Though he was in second after Day 2, a few strategy miscalculations ended up costing Jason Bonds.

“I screwed my own self,” he said. “I wish I had more experience with Grand. The first time I went, the wind blew like this, but I don’t really remember the direction. In practice, I looked up the wind, and looked where it was going to blow. On Tuesday, I looked for them, and I started finding them, I marked probably 35 fish between 3 1/2 and 5 pounds. That’s a lot. When I started seeing them, 3-pounders were easy to find.”

Bonds’ problem was that on Day 1 of the tournament, he didn’t go to the bulk of his bedding fish, believing that the wind would make them unfishable. He later found out that Michael Harlin fished there on Day 1 and caught 23 pounds. On Day 2, all was well – Bonds blasted the bed fish. On Day 3, things went sideways again, as the wind was blowing in all the wrong places for Bonds to successfully sight-fish.

His best bait on beds was a green pumpkin jig with green pumpkin blue Xcite Baits Raptor Tail Junior Craw. He also used a Texas-rigged Strike King Rage Bug. His spinnerbait of choice was a 3/4-ounce Strike King Tour Grade Spinnerbait with double willows in sun perch, with a chartrusion Xcite Baits Shadnasty Swimbait trailer. For rods, reels and line, he used G. Loomis sticks, Shimano reels and Seaguar Tatsu.

9. Spinnerbait also does work for Scanlon

Always in the mix on Grand Lake, it sounds like Casey Scanlon may have had the most fun of anyone in the tournament.

“I was doing a lot of typical blind bed fishing in practice, but I really just fished new water every day,” he said. “The first day I went late to a channel swing with wood, and really could have had the biggest bag of the tournament — I broke off two 5-pounders behind docks. So, I went from 20-pound up to 25-pound-test Bass Pro Shops XPS Fluorocarbon and never lost another fish. I basically ran around, fished the wind and fished places I typically catch them. The last day, I landed on a shad spawn, and caught like 50 keepers and just never landed on a giant one. They were big gizzard shad, and it was fun. You could catch fish on four or five casts in a row sometimes.”

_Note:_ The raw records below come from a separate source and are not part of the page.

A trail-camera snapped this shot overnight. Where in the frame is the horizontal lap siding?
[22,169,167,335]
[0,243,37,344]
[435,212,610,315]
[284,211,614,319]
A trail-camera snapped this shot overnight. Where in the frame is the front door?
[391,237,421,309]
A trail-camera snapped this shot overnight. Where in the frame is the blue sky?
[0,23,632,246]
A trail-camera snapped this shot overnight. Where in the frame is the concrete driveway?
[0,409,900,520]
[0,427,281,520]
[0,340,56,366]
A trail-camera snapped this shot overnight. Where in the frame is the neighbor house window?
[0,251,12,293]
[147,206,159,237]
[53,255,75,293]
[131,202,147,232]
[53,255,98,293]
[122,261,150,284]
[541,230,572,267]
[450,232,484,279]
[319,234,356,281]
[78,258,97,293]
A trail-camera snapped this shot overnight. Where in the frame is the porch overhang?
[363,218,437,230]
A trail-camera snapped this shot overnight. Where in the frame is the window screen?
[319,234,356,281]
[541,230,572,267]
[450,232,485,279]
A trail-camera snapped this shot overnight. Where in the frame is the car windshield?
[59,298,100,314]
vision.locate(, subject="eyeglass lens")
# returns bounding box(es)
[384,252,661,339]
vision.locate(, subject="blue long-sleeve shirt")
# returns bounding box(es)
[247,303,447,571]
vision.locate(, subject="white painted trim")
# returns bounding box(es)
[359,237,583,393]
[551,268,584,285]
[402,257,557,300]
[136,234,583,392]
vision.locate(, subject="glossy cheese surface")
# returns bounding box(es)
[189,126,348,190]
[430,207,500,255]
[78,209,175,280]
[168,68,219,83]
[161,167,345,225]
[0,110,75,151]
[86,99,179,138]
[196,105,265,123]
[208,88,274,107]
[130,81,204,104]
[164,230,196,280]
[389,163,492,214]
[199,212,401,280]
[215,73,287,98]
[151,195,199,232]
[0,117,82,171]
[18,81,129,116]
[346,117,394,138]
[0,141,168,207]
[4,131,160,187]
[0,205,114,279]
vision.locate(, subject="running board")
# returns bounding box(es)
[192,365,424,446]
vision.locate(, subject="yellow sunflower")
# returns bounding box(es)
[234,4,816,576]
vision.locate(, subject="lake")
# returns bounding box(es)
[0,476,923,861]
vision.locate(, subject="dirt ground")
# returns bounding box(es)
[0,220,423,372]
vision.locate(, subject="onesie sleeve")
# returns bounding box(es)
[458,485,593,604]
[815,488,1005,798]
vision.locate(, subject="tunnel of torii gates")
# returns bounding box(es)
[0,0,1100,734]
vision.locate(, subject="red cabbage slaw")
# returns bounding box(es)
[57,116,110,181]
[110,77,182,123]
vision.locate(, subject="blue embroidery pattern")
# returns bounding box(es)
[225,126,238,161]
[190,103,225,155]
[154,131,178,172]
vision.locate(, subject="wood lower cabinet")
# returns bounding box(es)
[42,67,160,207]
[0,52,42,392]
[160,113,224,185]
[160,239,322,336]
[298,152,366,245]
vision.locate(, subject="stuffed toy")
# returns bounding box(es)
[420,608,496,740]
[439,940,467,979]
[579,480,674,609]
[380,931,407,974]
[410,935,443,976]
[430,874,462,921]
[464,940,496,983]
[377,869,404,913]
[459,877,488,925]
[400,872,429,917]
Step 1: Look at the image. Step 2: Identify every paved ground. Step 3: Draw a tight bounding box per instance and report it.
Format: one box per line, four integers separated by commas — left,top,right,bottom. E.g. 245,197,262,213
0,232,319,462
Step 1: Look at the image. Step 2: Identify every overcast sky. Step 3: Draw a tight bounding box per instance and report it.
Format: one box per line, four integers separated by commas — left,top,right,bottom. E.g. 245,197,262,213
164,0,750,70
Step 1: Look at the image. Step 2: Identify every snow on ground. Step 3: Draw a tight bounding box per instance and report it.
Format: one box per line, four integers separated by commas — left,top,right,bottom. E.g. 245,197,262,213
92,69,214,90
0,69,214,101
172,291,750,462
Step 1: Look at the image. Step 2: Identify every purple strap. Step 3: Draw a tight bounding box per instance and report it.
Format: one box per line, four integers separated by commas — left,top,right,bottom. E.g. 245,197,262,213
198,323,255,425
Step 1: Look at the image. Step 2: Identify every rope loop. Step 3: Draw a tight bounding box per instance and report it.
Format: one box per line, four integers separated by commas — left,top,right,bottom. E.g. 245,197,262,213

The only bait he needed was a 3/4-ounce Trophy Bass Co. Ozark Flash Spinnerbait, which he trailered with a 3.8-inch Bass Pro Shops XPS Speed Shad and a 1/0 Hayabusa WRM929 trailer hook.

10. Brumnett wins the Brumnett tournament and the Oklahoma tournament

The highest finisher with an Oklahoma address and the best of the three Brumnett’s in the field, Tate Brumnett beat out his dad and older brother on the week.

“I caught them pitching a Brush Hog and a little jig, just flipping around, catching spawners,” he said.

Brumnett’s primary bait was a Zoom Brush Hog on a 3/8-ounce Texas rig. He used 20-pound Seaguar InvizX, and a 7-foot, 3-inch Falcon Cara Amistad to present the bait.